O MUNDO ANTE OS OLHOS DE UMA CRIANÇA

Há uns quinze dias aproximadamente, eu tive um dia de fúria, estava conturbado. No momento não ando bem com o meu humor por ver tanto mau humor daqueles que me rodeiam. No final do dia, quando liguei o micro para ver o correio eletrônico havia um e-mail da Lynare Maryen, nossa colega aqui do Recanto das Letras com anexo da canção “Ave Maria no Morro”, em espanhol, cantada por Semino Rossi. Ao ouvi-la minha fúria acabou e meu espírito entrou no túnel do passado do tempo. Eu morava no sudoeste de São Paulo onde nasci entre morros e vales, muito pouco habitado e nada de bonito. À minha esquerda ficava um morro onde algumas vacas pastavam e havia umas plantas de gabiroba ou araçá, à frente um morro cheio de eucaliptos, em cuja base passava um córrego onde aos quatro anos de idade pesquei meu primeiro peixe com anzol feito de alfinete de costura, uma vara de um galho qualquer e linha de costura. À direita mais morros, por trás mais morros. A casa onde morava situava-se na metade desse morro. Em todo esse vale havia poucos moradores, eu não tinha amigos. Quem cuidava de mim eram minhas irmãs Margarida e Nadyr. Tínhamos um rádio de válvulas, um privilégio para a época. À noite, em nossa casa, alguns amigos de meu pai, se reuniam para ouvir as notícias da guerra (creio que era o Repórter Esso). Durante o dia quando pai e mãe estavam trabalhando, minhas irmãs ligavam o rádio e ouviam-se algumas músicas, dentre elas a “Ave Maria no Morro”. Lembro-me de ter perguntado a uma de minhas irmãs se o morro da Ave Maria era algum daqueles que se vislumbrava, porque havia passarada, sol se pondo atrás do morro, tudo aquilo que consta na letra da música se identificava. Lá na beira do córrego havia um rancho e eu perguntei se era ali o Rancho Fundo, pois era quase no fim do mundo.
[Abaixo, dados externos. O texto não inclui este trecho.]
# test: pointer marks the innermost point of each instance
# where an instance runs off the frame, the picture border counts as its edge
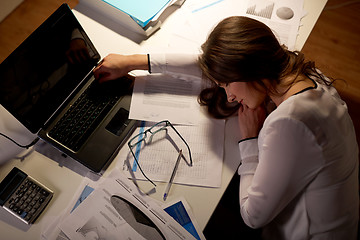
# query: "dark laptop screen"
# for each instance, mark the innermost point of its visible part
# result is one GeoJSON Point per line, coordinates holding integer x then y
{"type": "Point", "coordinates": [41, 73]}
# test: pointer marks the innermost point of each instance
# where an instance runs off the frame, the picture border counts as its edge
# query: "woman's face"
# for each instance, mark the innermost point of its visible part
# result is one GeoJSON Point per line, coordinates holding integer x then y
{"type": "Point", "coordinates": [244, 93]}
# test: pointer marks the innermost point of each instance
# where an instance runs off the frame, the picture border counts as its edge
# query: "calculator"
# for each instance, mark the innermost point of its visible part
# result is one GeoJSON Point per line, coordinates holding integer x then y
{"type": "Point", "coordinates": [23, 196]}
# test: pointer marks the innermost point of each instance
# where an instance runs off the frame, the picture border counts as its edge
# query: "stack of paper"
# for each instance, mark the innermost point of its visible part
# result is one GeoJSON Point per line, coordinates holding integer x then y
{"type": "Point", "coordinates": [142, 11]}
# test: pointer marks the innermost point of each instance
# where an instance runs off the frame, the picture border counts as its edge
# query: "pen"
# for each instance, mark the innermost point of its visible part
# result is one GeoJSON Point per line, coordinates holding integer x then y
{"type": "Point", "coordinates": [172, 175]}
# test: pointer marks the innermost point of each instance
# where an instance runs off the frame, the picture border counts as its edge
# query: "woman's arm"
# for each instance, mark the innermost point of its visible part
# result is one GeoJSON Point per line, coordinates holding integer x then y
{"type": "Point", "coordinates": [115, 66]}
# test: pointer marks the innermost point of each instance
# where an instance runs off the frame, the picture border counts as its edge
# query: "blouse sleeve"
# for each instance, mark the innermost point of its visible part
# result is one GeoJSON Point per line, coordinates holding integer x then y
{"type": "Point", "coordinates": [183, 64]}
{"type": "Point", "coordinates": [275, 168]}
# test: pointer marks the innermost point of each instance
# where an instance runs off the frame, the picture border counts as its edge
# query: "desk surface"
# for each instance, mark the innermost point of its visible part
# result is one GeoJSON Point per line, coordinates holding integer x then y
{"type": "Point", "coordinates": [65, 182]}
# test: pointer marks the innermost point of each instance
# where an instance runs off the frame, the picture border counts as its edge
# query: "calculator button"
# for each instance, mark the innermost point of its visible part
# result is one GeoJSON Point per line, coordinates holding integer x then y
{"type": "Point", "coordinates": [23, 214]}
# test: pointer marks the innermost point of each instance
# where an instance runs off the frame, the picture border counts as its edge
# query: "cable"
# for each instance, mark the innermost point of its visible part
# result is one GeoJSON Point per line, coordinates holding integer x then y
{"type": "Point", "coordinates": [340, 5]}
{"type": "Point", "coordinates": [19, 145]}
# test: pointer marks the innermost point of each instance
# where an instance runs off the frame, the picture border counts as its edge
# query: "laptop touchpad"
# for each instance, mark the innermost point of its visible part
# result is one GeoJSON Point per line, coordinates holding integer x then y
{"type": "Point", "coordinates": [119, 122]}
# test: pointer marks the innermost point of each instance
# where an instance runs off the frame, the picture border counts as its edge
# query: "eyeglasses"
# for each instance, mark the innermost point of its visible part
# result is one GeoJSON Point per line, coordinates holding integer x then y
{"type": "Point", "coordinates": [148, 134]}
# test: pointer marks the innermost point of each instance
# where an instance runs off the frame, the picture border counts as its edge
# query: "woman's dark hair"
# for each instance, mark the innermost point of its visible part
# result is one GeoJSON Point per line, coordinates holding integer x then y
{"type": "Point", "coordinates": [241, 49]}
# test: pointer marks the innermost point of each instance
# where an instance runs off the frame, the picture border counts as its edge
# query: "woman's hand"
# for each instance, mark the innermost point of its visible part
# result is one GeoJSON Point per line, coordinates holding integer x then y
{"type": "Point", "coordinates": [115, 66]}
{"type": "Point", "coordinates": [250, 121]}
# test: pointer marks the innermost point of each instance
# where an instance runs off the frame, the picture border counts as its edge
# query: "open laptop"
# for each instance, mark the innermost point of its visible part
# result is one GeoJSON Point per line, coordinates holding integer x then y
{"type": "Point", "coordinates": [48, 85]}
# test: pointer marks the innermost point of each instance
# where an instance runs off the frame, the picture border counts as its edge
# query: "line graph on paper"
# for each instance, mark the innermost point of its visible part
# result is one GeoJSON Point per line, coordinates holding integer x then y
{"type": "Point", "coordinates": [261, 8]}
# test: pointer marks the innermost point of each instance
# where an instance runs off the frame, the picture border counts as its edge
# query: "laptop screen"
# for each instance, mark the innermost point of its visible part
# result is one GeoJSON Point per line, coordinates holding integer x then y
{"type": "Point", "coordinates": [46, 68]}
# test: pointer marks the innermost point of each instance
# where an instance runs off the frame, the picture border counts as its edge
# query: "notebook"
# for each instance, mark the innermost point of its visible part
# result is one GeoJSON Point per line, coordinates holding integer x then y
{"type": "Point", "coordinates": [48, 85]}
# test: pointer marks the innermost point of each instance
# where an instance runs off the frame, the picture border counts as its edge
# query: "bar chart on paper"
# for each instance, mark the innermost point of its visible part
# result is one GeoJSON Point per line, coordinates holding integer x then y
{"type": "Point", "coordinates": [261, 9]}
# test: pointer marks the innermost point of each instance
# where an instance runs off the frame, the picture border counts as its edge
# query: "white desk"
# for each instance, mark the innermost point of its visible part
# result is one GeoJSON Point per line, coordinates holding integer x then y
{"type": "Point", "coordinates": [65, 182]}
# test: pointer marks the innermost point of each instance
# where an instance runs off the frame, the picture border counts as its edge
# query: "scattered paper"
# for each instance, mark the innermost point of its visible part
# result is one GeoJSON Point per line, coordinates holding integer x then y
{"type": "Point", "coordinates": [99, 218]}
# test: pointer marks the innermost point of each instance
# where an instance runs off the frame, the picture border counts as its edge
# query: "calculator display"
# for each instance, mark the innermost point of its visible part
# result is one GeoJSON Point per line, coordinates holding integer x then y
{"type": "Point", "coordinates": [10, 183]}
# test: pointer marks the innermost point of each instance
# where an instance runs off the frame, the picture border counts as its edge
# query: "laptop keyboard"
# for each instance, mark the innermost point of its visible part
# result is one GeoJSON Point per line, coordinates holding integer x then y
{"type": "Point", "coordinates": [84, 115]}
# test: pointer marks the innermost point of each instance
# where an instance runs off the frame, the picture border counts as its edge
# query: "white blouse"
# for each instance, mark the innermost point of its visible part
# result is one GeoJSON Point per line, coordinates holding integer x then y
{"type": "Point", "coordinates": [299, 178]}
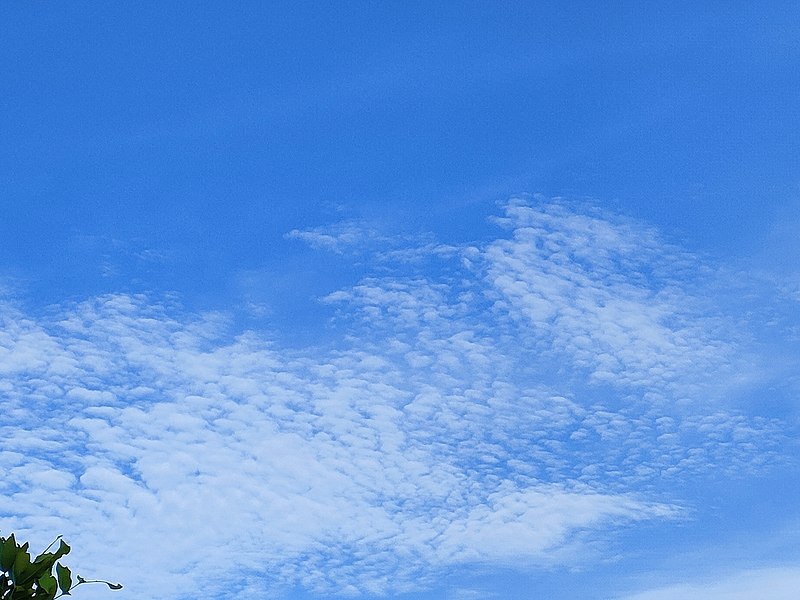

Lembro-me que chorava quando ouvia essa canção. Ao ouvir transmissão de jogo de futebol pensava que era o jogo no campo do Vila e estranhava que o nome de meu pai não era falado. A touceira de capim elefante para mim era o Mato Grosso.

Acho que só me lembro de ter saído da Vila quando tinha quatro anos. Levei susto com a boiada, andei de bonde quando fomos visitar meu avô no Jardim Europa onde hoje é o Shopping Iguatemi. Até então eu era um bicho de goiaba, foi quando saí dessa goiaba e vi que havia outras goiabas na mesma planta. Outros mundos!

Como meu mundo era pequeno! Creio que com todos os meios de comunicação hoje existentes, o mundo ainda é pequeno para muitas pessoas, adultos e crianças, pelo mundo afora. Meus olhos ficaram marejados ao ouvir a “Ave Maria no Morro” como estão agora, ao escrever esta crônica ouvindo essa maravilhosa canção de Herivelto Martins composta em 1942, ano em que nasci.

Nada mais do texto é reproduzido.